As a comical note that illustrates this, I propose a file available online called Software Wife 1.0. A customer of the new program addresses the computer company that has sold the software to him about the problems he encounters and demands “technical” solutions:

“Dear agents of Service and Maintenance: Last year I exchanged the version of GIRLFRIEND 7.0 to WIFE 1.0 and I noted that the program has started a process of unexpected CHILD 1.0 that takes up much space and valuable resources. In the brochure explaining the program, it did not make any mention of this phenomenon. Furthermore, WIFE 1.0 self-installs in all other programs and starts up automatically at the beginning of any other application, interrupting all system activity. Applications such as: out-ON-bike 2.3; of travel-adventureS-4.0; night-of-fun-with-friends 2.5; Sunday sTROLL-5.0 do not work anymore, and the worst thing is that the system crashes every time I try to load them.

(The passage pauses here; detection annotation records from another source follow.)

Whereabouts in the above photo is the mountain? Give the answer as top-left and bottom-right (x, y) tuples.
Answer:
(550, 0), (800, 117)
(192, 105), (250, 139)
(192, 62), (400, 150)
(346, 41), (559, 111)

Every so often, a hidden program (a virus?) starts, called MOTHER-IN-LAW 1.0 that seems to be a resident in memory and can lock the system or, at best, makes sure that WIFE 1.0 will behave in a totally unpredictable way.
For example, it no longer does any command that I give. There was no way to uninstall this program.

I cannot keep WIFE 1.0 minimized while running some of my favourite applications. I’m thinking about returning back to the old program Girlfriend 7.0, but the function uninstall does not work. Can you help me? Thank you.

ANSWER

Dear friend: This is a very common cause for complaint among users of WIFE 1.0, but is due to, in most cases, a basic error of the concept. Many users switch from Girlfriend 7.0 to WIFE 1.0 with the idea that WIFE 1.0 is merely a program of “Entertainment and Utilities.” However, WIFE 1.0, as opposed to Girlfriend 7.0, is a complete operating system. And its creator designed it to control the whole system.

Self and others: From Identity to Relationship is a book aimed at professional philosophers, particularly anthropologists.
But it is also useful for creators of media, think thanks on the family, and researchers who study the relationship between family and culture. It stimulates thought and opens exciting horizons for those who desire the good of people and society.